How It Differs From Other Neurodegenerative Diseases
Several diseases fall under the neurodegenerative umbrella, including Parkinson’s, Huntington’s, and various forms of motor neuron disease. What separates them is which proteins misfold and which neurons are targeted. In Parkinson’s, the culprit is a protein called alpha-synuclein, which accumulates in brain regions that control movement, particularly those producing dopamine. This is why Parkinson’s primarily causes tremors, stiffness, and slowed movement rather than the memory loss that defines early Alzheimer’s.
The boundaries aren’t always clean, though. People with Parkinson’s can develop dementia, and when researchers examine their brains, they often find amyloid plaques and tau tangles alongside the alpha-synuclein deposits. Cognitive decline in Parkinson’s correlates with both types of pathology. Alzheimer’s remains distinct in that amyloid and tau are the primary drivers from the outset, and memory impairment is the hallmark early feature.
Genetic Risk Factors
Genetics play a significant role in who develops Alzheimer’s, though they work differently depending on the type. The most common genetic risk factor is a variant of the APOE gene called e4. Carrying one copy of this variant doubles or triples the risk of developing Alzheimer’s. Carrying two copies increases risk 8 to 12 times. It’s important to note that carrying the variant doesn’t guarantee the disease, and many people without it still develop Alzheimer’s.

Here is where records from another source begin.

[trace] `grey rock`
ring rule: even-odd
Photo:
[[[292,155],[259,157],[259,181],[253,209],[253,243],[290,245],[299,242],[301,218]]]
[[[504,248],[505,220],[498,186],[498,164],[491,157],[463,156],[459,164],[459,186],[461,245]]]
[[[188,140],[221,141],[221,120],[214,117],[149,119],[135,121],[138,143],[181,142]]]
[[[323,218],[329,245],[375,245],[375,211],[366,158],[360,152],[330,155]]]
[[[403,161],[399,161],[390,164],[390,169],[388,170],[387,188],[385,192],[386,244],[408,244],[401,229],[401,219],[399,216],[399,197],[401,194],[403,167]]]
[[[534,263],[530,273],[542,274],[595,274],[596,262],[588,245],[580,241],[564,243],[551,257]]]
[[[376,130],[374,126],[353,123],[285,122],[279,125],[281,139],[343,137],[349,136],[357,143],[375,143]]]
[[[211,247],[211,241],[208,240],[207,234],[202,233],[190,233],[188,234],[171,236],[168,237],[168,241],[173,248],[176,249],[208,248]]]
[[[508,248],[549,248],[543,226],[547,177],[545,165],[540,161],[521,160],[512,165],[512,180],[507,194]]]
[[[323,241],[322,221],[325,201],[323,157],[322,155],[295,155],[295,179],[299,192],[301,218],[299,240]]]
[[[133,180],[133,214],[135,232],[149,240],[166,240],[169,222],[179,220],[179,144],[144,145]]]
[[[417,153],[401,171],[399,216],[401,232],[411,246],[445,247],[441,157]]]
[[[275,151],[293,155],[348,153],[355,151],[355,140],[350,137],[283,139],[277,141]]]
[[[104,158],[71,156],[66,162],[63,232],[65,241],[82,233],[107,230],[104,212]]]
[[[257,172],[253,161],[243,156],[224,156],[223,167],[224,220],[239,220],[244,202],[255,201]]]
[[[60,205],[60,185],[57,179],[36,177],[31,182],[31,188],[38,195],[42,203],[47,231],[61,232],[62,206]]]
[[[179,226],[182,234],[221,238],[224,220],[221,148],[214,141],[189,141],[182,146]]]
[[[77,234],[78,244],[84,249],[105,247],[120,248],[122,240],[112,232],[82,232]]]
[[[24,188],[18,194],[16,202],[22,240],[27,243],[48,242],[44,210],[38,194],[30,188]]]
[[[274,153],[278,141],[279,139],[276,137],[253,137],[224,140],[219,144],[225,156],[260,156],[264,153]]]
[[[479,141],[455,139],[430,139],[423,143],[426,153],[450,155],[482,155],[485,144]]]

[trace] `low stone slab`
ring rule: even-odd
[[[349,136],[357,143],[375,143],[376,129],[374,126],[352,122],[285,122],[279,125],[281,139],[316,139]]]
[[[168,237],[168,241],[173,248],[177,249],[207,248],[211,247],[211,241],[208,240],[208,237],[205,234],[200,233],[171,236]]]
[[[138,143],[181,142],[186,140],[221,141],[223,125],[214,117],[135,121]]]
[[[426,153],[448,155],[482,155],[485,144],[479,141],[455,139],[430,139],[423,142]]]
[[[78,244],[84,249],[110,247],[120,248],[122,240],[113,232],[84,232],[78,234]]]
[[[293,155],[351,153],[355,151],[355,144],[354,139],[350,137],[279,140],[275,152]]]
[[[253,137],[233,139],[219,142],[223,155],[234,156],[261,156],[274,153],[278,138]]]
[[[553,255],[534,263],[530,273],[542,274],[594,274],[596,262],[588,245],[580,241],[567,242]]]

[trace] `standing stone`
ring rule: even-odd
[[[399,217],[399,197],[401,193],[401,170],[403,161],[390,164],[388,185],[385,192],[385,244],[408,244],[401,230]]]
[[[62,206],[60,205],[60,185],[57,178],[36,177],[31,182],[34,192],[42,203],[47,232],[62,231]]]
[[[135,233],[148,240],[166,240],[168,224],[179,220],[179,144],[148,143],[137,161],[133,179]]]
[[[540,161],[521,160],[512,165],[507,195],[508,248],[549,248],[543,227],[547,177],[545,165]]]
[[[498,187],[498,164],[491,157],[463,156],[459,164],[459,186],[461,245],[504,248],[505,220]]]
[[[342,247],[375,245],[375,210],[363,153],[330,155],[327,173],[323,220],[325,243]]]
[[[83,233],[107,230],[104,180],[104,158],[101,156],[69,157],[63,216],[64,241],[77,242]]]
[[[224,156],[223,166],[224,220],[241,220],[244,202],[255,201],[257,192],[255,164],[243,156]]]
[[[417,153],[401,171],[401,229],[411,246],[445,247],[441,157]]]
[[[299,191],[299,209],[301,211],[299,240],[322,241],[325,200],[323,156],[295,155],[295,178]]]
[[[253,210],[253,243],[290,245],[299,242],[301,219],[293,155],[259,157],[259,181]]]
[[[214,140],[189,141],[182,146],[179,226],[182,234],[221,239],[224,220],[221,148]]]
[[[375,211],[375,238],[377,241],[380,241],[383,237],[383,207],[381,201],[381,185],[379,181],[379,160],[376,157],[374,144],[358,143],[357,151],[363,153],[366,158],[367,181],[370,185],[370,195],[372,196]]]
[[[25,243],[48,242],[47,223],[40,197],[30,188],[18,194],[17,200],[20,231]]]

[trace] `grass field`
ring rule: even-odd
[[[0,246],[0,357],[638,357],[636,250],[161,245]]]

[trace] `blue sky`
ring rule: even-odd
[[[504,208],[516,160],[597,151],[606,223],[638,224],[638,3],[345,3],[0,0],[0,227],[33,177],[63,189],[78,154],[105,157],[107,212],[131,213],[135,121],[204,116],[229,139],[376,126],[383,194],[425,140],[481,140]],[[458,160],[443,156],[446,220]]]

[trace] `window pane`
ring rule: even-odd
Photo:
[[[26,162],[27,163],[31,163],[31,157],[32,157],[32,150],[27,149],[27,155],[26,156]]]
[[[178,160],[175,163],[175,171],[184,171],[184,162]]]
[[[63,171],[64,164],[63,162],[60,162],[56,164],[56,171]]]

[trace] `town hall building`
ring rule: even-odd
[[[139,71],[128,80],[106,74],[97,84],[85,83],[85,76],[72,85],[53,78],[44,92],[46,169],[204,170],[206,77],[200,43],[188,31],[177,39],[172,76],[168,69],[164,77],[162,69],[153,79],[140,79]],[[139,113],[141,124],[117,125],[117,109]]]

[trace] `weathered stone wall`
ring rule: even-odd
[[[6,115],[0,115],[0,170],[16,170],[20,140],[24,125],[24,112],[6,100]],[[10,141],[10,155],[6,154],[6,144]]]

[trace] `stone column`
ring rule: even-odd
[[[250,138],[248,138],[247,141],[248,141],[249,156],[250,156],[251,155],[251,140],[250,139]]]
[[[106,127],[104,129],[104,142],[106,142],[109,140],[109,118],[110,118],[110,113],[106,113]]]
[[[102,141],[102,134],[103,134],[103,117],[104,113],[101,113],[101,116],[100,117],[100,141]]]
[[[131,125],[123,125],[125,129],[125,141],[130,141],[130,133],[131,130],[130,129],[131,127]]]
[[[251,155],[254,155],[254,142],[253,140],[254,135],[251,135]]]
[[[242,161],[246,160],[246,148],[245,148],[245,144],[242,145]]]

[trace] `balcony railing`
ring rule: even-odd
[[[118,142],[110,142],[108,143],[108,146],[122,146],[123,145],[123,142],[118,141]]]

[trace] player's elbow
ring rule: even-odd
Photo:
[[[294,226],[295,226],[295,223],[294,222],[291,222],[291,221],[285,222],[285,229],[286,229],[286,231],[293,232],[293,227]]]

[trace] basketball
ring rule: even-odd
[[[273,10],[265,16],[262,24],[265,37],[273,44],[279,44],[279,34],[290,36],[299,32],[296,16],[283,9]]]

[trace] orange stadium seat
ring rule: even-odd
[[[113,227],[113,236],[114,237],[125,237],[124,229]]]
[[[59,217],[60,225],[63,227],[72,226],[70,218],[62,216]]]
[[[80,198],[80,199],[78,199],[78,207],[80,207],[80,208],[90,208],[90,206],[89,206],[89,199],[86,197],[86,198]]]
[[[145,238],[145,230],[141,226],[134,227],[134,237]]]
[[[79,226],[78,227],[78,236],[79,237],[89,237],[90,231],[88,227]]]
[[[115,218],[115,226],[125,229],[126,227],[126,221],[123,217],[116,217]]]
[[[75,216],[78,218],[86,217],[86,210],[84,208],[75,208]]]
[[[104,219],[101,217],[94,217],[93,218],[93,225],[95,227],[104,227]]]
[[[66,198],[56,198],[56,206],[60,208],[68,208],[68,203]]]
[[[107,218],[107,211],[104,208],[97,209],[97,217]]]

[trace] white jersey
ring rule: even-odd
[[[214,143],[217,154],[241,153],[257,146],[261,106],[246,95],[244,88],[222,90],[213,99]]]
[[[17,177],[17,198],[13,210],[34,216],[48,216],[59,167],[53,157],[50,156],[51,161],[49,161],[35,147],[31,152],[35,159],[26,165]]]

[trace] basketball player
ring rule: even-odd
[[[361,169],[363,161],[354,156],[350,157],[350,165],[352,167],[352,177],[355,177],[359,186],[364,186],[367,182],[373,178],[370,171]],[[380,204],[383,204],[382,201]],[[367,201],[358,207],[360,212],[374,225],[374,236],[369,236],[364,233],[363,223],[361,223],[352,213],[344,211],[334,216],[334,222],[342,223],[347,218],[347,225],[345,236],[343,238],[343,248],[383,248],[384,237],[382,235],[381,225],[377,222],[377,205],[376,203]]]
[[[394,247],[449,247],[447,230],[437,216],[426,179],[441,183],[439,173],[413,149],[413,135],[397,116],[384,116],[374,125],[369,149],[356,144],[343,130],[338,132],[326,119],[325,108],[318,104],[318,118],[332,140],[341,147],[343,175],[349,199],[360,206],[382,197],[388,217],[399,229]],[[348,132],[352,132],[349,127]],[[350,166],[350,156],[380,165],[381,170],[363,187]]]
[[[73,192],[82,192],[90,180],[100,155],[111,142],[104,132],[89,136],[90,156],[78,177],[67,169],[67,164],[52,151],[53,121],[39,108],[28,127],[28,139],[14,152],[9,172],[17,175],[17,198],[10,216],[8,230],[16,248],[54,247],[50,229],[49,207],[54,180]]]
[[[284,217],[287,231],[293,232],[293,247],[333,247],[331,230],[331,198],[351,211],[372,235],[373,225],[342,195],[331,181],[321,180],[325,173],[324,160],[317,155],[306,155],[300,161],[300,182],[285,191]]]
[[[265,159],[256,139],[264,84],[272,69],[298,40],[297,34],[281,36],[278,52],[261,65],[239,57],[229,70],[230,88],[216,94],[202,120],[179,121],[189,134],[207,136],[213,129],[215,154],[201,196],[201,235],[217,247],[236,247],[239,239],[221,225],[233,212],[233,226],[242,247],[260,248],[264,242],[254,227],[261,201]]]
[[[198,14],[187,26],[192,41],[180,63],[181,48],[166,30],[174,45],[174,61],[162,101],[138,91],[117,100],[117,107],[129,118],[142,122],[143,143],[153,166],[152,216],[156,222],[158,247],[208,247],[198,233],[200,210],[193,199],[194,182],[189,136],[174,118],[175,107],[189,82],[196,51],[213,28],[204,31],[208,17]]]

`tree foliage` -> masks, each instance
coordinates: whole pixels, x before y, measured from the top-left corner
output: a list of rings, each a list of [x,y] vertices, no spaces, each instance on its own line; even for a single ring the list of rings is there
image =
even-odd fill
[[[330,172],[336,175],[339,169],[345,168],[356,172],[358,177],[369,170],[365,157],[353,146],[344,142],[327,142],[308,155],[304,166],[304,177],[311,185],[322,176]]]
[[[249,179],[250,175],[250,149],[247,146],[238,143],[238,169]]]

A much rarer form of Alzheimer’s is caused by deterministic gene mutations, meaning anyone who inherits one of these mutations is very likely to develop symptoms, typically before age 65. Three genes are involved: APP, PSEN1, and PSEN2. These mutations lead directly to the abnormal protein accumulation that defines the disease. This early-onset form accounts for a small fraction of all cases but has been essential for researchers studying how the disease begins.
From Mild Forgetfulness to Diagnosis
Alzheimer’s is now understood as a biological process that begins long before symptoms appear. The 2024 revised criteria from the Alzheimer’s Association define the disease based on the presence of its biological markers, not symptoms alone. Under these criteria, an abnormal result on a core biomarker test (detecting amyloid or tau pathology) is sufficient to establish a diagnosis, even in someone who feels fine. This reflects a shift toward treating Alzheimer’s the way oncology treats cancer: as a biological condition that can be identified and staged before it becomes advanced.
For many people, the first clinical sign is mild cognitive impairment (MCI), a stage where memory problems are noticeable but don’t yet interfere significantly with daily life. Roughly 18% of people diagnosed with MCI progress to dementia within one year, though this rate varies based on underlying pathology and individual factors. Not everyone with MCI has Alzheimer’s, and not everyone with MCI progresses.
How Alzheimer’s Is Detected Now
One of the most significant recent advances is a blood test that measures a specific form of tau protein called p-tau217. This test identified Alzheimer’s disease with 88% to 92% accuracy in clinical studies, according to NIH-funded research. Measuring p-tau217 alone performed nearly as well as more complex testing panels. This is a meaningful shift from the recent past, when confirming Alzheimer’s required expensive brain imaging or an invasive spinal fluid draw. Blood-based testing is making earlier and more accessible detection a practical reality, which matters because the biological process of neurodegeneration begins years, sometimes decades, before the first symptoms surface.